Não vou jogar a toalha, Grêmio. Vocês vão?

Desculpem o atraso em escrever o jogo do Grêmio contra o Toluca. Não, não foi por falta de tempo. Foi por falta de estomago. Demorei 24h para conseguir digerir aquilo que vi na madrugada de quarta para quinta-feira.

Não foi só o Douglas, nós — gremistas — é que tomamos um soco da cara. Minha vontade pós-jogo era quebrar a televisão. Por isso essas 24h foram importantes para fazer uma análise de cabeça fria.

Sempre fui daqueles que nunca vê o copo totalmente cheio nem totalmente vazio. Não achei que o Grêmio tinha o melhor time da Libertadores após a chegada do Miller e nem vejo o Grêmio hoje como o pior time da Copa como muito dizem ai.

Nesse jogo faltou tudo ao Grêmio. Alguns jogadores que mantinham um boa regularidade também sucumbiram. Roger falhou. Faltou técnica, faltou tática, faltou pulmão. No Grêmio todos esses fatores podem faltar. Mas jamais pode faltar coração, espírito ou vontade de ganhar.

E isso também faltou.

Como falei não vou ver aquele jogo de forma isolada. Como se o copo além de vazio estivesse quebrado. A hora é de juntar os cacos, tirar lições e remobilizar.
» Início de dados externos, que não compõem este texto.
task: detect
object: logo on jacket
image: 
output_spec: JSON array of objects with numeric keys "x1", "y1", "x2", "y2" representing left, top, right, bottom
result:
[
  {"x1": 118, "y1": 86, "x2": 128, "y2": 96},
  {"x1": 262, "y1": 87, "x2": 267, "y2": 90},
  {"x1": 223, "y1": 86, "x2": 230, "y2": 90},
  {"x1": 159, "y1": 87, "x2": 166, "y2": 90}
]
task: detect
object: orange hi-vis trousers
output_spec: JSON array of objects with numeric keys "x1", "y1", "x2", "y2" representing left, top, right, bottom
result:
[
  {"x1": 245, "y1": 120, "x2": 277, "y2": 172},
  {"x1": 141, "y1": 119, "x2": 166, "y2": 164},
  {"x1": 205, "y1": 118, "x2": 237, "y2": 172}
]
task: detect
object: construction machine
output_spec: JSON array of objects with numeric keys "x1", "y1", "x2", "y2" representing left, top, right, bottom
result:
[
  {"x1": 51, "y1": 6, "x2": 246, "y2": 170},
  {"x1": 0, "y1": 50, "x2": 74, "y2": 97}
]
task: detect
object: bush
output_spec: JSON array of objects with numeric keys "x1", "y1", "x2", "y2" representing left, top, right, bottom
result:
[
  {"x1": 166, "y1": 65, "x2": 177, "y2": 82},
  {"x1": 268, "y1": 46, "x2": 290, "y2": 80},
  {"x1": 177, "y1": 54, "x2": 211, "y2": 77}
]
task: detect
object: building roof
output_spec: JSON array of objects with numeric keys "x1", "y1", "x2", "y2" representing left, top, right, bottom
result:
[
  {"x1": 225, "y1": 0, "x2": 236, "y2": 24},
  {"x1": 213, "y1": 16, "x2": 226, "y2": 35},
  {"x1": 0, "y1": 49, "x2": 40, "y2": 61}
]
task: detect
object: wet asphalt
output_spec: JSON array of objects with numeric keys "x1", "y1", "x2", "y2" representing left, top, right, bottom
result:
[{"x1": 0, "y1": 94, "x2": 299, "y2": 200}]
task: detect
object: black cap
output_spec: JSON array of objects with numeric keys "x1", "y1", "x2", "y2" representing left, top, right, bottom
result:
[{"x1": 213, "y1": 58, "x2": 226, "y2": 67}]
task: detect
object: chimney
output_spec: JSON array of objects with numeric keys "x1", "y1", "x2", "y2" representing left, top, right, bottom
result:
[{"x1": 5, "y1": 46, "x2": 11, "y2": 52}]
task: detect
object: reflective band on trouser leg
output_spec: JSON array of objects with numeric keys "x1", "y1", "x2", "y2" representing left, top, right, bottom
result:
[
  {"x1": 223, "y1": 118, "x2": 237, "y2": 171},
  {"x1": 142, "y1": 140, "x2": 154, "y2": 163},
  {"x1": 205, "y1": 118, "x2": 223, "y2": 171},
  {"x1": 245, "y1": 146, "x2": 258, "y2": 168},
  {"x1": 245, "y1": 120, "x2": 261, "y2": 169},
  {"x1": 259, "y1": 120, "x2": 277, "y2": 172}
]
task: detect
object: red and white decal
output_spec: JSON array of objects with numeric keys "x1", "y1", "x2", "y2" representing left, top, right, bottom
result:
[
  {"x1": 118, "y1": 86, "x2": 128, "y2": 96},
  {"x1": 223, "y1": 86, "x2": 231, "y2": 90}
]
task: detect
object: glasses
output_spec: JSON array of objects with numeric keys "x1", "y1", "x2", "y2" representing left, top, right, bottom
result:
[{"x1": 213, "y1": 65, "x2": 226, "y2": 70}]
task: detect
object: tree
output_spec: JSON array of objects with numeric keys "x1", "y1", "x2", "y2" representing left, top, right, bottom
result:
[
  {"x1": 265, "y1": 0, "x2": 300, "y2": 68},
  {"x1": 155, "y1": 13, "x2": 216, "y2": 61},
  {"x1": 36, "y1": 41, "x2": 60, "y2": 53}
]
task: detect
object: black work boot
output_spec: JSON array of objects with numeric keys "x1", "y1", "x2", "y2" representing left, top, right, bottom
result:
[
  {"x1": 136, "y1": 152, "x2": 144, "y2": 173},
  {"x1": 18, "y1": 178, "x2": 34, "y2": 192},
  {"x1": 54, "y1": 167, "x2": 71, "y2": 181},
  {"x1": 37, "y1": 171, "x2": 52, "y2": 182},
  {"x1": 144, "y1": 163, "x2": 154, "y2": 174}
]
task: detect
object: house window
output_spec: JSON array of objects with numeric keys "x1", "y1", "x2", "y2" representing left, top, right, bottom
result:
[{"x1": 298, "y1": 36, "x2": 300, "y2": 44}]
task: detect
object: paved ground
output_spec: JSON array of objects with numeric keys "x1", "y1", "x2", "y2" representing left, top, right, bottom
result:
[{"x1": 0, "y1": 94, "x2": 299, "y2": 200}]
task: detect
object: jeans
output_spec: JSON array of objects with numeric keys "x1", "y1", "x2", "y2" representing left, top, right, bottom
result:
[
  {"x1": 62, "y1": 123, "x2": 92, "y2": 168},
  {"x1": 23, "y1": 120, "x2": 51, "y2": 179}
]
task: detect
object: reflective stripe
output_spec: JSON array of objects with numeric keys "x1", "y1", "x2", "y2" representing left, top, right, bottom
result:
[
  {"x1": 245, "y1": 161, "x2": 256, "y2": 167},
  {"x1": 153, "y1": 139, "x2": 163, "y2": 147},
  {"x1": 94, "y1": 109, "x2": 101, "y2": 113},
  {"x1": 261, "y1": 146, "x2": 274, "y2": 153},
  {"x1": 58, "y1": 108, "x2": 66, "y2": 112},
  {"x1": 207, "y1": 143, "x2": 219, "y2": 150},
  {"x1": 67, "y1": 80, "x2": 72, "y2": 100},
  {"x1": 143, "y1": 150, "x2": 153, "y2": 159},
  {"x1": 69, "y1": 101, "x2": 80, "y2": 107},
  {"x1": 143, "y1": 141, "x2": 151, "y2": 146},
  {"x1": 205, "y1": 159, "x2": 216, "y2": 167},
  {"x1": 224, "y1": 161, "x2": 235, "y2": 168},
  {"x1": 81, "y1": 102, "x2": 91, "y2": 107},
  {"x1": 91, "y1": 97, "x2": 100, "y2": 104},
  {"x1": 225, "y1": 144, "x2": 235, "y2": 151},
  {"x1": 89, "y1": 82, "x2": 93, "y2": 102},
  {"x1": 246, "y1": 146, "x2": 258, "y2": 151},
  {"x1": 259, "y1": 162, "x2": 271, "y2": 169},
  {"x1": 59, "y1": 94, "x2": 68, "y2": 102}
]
Jogadores não desaprenderam, o Roger não desaprendeu e a torcida não pode jogar a toalha por UM jogo. Eu não vou jogar.

Na Arena, dia 02, contra a LDU, peço que o coração do time esteja nas arquibancadas. E que seja como tantas outras vez em que quando faltou técnica, foi na força. Quando faltou tática, foi na vontade. Pode faltar tudo só não pode faltar a nossa vontade, o nosso grito e o nosso alento.

Como diz aquela música da Geral.

O Grêmio é da torcida, é da sua gente.